(196c) Model Reduction-Based Constrained Optimisation for Large-Scale Steady State Systems Using Black-Box Simulators

The design of all industrial systems involves the concept of optimization. Many, if not most, of those systems are complex and are typically described accurately by a set of partial differential equations (PDEs). The latter are discretized over a mesh for the numerical simulation of the system at hand, which leads to a large-scale system. Steady state simulators employ iterative methods for the solution of those systems. Optimization of those processes can be based on deterministic, or stochastic/meta-heuristic methods. Stochastic methods perform a large number of function evaluations, invoking the system simulator. Thus they are more appropriate for moderate-sized problems [1]. On the other hand, the application of deterministic optimization methods to large-scale systems with constraints is often problematic or even unrealistic, having increased requirements regarding computing power and memory size. The task is deemed even more tedious in the case of black-box solvers (commercial simulators or legacy codes), since the system equations are not available to the user.

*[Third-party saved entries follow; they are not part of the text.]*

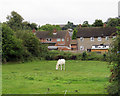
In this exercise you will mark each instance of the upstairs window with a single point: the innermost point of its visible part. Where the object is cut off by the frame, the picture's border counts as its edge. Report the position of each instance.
(49, 39)
(58, 39)
(63, 39)
(99, 39)
(92, 39)
(81, 38)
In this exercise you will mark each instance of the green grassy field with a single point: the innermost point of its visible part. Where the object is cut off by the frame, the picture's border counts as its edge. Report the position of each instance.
(40, 77)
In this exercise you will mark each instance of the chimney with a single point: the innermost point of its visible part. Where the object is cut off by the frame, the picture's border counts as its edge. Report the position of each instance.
(54, 32)
(80, 25)
(104, 25)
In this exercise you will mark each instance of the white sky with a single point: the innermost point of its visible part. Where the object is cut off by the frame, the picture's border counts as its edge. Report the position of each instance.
(60, 11)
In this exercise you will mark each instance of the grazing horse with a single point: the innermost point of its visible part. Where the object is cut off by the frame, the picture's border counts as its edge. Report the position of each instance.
(59, 64)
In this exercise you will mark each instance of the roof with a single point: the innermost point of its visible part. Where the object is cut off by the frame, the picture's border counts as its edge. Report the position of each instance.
(96, 31)
(48, 34)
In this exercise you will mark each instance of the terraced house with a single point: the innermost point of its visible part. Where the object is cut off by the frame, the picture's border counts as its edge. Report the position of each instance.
(56, 40)
(95, 39)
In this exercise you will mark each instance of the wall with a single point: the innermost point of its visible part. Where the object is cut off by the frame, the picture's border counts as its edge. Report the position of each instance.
(87, 43)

In recent years we have developed a model reduction-based framework for gradient-based steady-state [2] and dynamic [3] optimisation that employs input/output dynamic simulators. Here we extend this work by presenting a novel framework for steady-state optimization that uses black-box steady-state simulators based on solvers using iterative linear algebra. The proposed algorithm relies solely on the computation of low-dimensional Jacobian and reduced Hessian matrices [4], which correspond to the dominant modes of the system at hand. A basis for the dominant subspace of the system is computed using subspace iterations and is exploited for the calculation of the reduced Jacobian matrices through a small number of numerical directional perturbations. The reduced Hessian matrices are calculated from a 2-step projection scheme, firstly onto the dominant subspace of the system and secondly onto the subspace of the decision variables.

We have demonstrated the performance of the algorithm and its efficiency in handling large-scale input/output simulators, through an illustrative example: The optimisation of a Counter-Flow Jet Reactor [5] which is simulated via the state-of-the-art massively parallel finite element code MPSALSA developed at SANDIA National Laboratories [6]. The convergence of the optimization algorithm and its relation with the convergence of the iterative solver is analyzed and its efficiency for handling both equality and inequality constraints is discussed.

References

1. Blum, C. and A. Roli, Metaheuristics in combinatorial optimization: Overview and conceptual comparison. Acm Computing Surveys, 2003. 35(3): p. 268-308.

2. Luna-Ortiz, E. and C. Theodoropoulos. Multiscale Modeling & Simulation, 2005. 4(2): p. 691-708.

3. Theodoropoulos, C. and E. Luna-Ortiz, in Model Reduction and Coarse-Graining Approaches for Multiscale Phenomena, A. Gorban, et al. eds 2006, pp. 535-560.

4. Biegler, L.T., J. Nocedal, and C. Schmid. Siam Journal on Optimization, 1995. 5: 314-347.

5. Safvi, S.A. and T.J. Mountziaris, AIChE Journal, 1994. 40: 1535-1548.

6. Shadid J, Hutchinson S, Hennigan G, Moffat H, Devine K, Salinger AG, Parallel Computing 1997. 23: 1307-1325.